Each followed the other’s line of thought along the narrowest track. Around them a wordless din so deeply settled in the air and walls and furniture, in the moving bodies of men and women that it wasn’t easily separable from no sound at all.

“It’s a break from the circuit. They drink aged bourbon and have wives in the other rooms somewhere.”

“Dallas, you’re saying.”

“Yes.”

“I don’t know.”

“There’s a game getting started in Los Angeles. Same thing, stud and draw. Younger crowd. Like early Christians in hiding. Think about it.”

“I don’t know. I’m not sure I could survive a couple of nights in that kind of social arrangement.”

“I think it was Rumsey. The one man,” Terry said, “who smoked cigarettes.”

Keith stared into the waterfall, forty yards away. He realized he didn’t know whether it was real or simulated. The flow was unruffled and the sound of falling water might easily be a digital effect like the waterfall itself.

He said, “Rumsey was cigars.”

“Rumsey was cigars. You’re probably right.”

For all his looseness of manner, the clothing that didn’t fit, the tendency to get lost in the hotel’s deeper reaches and outlying promenades, Terry was set inflexibly in this life. There was no rule of correspondence here. This was not balanced by that. There was no element that might be seen in the light of another element. It was all one thing, whatever the venue, the city, the prize money. Keith saw the point of this. He preferred this to private games with easy banter and wives arranging flowers, a format that appealed to Terry’s vanity, he thought, but could not match the crucial anonymity of these days and weeks, the mingling of countless lives that had no stories attached.

“Did you ever look at that waterfall? Are you able to convince yourself you’re looking at water, real water, and not some special effect?”

“I don’t think about it. It’s not something we’re supposed to think about,” Terry said.

His cigarette had burned down to the filter.

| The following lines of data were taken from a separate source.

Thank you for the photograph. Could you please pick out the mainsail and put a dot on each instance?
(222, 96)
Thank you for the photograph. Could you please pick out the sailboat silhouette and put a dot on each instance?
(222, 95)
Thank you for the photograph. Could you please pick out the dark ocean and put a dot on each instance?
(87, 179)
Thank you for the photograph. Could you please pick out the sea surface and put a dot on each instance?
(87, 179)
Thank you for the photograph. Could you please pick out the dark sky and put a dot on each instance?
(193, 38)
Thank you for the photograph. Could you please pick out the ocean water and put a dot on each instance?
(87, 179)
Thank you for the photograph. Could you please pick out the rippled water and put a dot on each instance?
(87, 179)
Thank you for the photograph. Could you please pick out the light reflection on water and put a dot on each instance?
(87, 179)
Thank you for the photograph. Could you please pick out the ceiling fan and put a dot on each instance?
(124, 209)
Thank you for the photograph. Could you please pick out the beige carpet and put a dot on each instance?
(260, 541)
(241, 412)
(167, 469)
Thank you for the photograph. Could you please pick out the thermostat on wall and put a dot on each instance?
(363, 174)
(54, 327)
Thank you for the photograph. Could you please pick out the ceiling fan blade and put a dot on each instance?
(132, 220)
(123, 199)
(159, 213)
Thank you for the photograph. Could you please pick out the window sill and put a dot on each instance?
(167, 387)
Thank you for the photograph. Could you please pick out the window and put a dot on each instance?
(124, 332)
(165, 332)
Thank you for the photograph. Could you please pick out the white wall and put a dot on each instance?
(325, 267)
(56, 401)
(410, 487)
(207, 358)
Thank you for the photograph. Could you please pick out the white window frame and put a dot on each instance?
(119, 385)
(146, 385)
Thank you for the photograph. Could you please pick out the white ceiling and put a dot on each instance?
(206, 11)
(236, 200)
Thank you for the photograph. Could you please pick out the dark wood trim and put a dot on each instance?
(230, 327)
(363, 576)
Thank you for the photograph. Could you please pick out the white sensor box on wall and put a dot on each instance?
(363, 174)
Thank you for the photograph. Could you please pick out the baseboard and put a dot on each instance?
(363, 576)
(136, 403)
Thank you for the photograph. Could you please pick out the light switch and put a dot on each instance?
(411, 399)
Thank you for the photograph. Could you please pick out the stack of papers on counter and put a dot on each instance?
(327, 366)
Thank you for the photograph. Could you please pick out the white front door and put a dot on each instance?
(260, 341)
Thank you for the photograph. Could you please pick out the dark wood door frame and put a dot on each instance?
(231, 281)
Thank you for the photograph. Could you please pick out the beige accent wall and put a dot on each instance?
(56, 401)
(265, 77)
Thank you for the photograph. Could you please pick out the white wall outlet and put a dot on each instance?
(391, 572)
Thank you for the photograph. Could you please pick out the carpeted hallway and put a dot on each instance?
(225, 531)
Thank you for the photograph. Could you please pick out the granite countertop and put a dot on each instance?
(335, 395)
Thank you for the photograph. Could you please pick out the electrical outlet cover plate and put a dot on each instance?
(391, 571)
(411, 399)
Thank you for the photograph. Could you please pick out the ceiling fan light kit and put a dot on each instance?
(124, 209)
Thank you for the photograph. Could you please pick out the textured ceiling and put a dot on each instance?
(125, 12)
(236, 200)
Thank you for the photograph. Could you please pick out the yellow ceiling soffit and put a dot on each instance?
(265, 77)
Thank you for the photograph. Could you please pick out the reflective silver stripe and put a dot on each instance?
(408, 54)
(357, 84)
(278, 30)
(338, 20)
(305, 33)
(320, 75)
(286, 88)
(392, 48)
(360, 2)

“I worked in midtown. I didn’t experience the impact that others felt, down there, where you were,” he said. “I’m told, someone told me that Rumsey’s mother. What is it now? She took a shoe. She took one of his shoes and she took a razor blade. She went to his apartment and got these things, whatever she could find that might contain genetic material, like traces of hair or skin. There was an armory where she took these things for a DNA match.”

Keith stared into the waterfall.

“She went back a day or two later. Who told me this? She took something else, I don’t know, a toothbrush. Then she went back again. She took something else. Then she went back again. Then they moved the location. That’s when she stopped going.”

Terry Cheng, the old Terry, had never been so talkative. Telling even a brief story was outside the limits of what he took to be a superior self-restraint.

“I used to tell people. People talked about where they were, where they worked. I said midtown. The word sounded naked. It sounded neutral, like it was nowhere. I heard he went out a window, Rumsey.”

Keith looked into the waterfall. This was better than closing his eyes. If he closed his eyes, he’d see something.